Almost two thirds of CIOs are increasing IT headcount at their organisations to bring important skills in-house, and a similar figure say are finding it difficult to recruit the skills they need to drive transformation at their organisations according to the 2016 edition of the CIO 100.

Some 62% of CIOs recognised in the annual celebration of the UK's leading CIOs, CTOs, IT directors and digital executives told CIO UK that they were finding it difficult to recruit the talent they needed to drive transformation, while 65% responded they were increasing headcount to bring important skills and to ability to react in-house.

An overwhelming 79% responded that recruitment and retention had risen up the CIO's management agenda, although this is nine percentage points lower than the 88% who were placing greater emphasis in this area in 2015.

One solution CIOs across every industry were turning to was in offering apprenticeship schemes, with 74% of the 2016 CIO 100 saying they operated an apprenticeship scheme or were developing a programme for 2016/17. Organisations planning to start up an apprenticeship scheme included large public sector organisations like Manchester City Council and its new CIO Bob Brown, non-profits like British Council, financial services firm Arthur J Gallagher, rail construction project HS2 and Welcome Break under its long-serving Director of IT David Willock.

Organisations from universities to large retail and FMCG organisations, including John Lewis IT director Paul Coby and Unilever CIO Jane Moran, have established technology apprenticeship schemes. CIOs Moran and Coby were also among the 38% responding their organisation was not finding it challenging to recruit the skills required to drive transformation, and indeed there was a very strong correlation between organisations training apprentices and those who were not finding it difficult to recruit the right skills and talent.

The number of institutions offering an apprenticeship scheme or were planning to introduce one is an increase from the 62% who responded in 2015 they ran such a programme to develop new talent within the organisation.

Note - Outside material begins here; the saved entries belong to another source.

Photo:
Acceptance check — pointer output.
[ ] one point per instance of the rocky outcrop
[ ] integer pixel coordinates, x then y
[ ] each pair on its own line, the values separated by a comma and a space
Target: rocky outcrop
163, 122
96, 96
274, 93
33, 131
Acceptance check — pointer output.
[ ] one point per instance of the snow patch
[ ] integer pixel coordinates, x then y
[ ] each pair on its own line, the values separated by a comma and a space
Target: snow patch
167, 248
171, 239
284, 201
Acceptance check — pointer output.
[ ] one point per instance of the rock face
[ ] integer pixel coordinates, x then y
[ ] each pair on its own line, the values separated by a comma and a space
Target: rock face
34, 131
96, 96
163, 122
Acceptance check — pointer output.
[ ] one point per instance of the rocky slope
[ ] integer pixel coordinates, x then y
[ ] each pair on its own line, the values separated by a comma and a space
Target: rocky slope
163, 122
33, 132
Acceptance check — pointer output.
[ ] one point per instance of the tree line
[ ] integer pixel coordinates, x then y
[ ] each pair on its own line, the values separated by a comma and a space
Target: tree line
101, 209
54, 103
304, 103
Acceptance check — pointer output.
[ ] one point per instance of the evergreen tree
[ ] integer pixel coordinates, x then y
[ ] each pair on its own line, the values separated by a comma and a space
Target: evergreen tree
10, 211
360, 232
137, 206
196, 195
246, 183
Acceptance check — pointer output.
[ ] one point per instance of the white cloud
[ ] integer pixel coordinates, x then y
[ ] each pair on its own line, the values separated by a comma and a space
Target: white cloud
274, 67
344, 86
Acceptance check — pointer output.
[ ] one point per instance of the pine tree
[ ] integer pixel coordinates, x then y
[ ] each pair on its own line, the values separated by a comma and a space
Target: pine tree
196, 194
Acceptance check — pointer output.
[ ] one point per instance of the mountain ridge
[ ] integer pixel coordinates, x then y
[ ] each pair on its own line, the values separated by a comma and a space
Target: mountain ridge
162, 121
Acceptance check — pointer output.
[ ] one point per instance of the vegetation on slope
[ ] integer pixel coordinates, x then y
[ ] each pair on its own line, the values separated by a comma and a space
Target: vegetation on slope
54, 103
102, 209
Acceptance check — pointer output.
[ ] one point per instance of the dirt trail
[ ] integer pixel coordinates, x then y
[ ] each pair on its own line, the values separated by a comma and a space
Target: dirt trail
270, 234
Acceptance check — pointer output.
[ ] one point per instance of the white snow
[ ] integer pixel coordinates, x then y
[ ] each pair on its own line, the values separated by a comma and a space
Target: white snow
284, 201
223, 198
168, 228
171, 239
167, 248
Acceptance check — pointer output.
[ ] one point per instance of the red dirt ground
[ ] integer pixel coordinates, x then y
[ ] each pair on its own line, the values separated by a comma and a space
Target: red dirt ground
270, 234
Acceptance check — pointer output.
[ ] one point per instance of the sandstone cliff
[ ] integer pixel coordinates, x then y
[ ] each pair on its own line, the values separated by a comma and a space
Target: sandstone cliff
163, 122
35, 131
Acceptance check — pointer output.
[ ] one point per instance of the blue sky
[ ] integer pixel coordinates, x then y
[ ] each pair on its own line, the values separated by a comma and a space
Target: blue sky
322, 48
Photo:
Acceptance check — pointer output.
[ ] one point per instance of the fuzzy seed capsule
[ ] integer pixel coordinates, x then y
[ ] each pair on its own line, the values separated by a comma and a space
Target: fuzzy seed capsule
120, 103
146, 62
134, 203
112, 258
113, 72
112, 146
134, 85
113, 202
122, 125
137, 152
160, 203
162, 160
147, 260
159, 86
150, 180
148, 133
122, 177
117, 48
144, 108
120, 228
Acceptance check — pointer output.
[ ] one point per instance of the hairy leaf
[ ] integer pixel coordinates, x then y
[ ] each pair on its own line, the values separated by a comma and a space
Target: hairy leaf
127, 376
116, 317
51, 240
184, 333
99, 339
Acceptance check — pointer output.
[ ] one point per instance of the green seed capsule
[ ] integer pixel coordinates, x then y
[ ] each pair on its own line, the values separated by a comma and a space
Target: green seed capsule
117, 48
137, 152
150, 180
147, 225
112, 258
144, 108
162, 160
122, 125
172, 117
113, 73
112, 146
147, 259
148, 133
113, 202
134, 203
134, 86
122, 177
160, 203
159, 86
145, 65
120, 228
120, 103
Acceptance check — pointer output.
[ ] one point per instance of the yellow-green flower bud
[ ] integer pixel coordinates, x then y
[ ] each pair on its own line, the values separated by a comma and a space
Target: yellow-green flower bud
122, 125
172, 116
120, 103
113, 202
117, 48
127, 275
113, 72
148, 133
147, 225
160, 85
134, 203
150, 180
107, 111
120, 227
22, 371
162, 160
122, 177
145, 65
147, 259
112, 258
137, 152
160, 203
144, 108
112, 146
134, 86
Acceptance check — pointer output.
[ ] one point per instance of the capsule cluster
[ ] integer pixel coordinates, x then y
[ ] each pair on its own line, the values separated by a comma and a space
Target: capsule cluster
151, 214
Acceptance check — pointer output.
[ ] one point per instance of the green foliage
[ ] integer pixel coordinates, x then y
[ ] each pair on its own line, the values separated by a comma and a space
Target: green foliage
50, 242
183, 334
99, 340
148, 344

Speaking in 2015, Newham and Having Borough Council CIO Geoff Connell said that it was imperative for public sector bodies to "grow their own" because of a moral obligation to serve the local community it serves, and because it was not always practical to compete for highly-skilled technology professionals. CIO 100 judge and columnist Ian Cox said at the time that attracting younger people into the profession was a key part of ensuing IT functions develop a talent pipeline to meet the needs of the business, a sentiment backed up by the CIO 100 numbers which show an anecdotal correlation between those with formalised technology training programmes and those less likely to respond that recruitment was a problem for their organisation.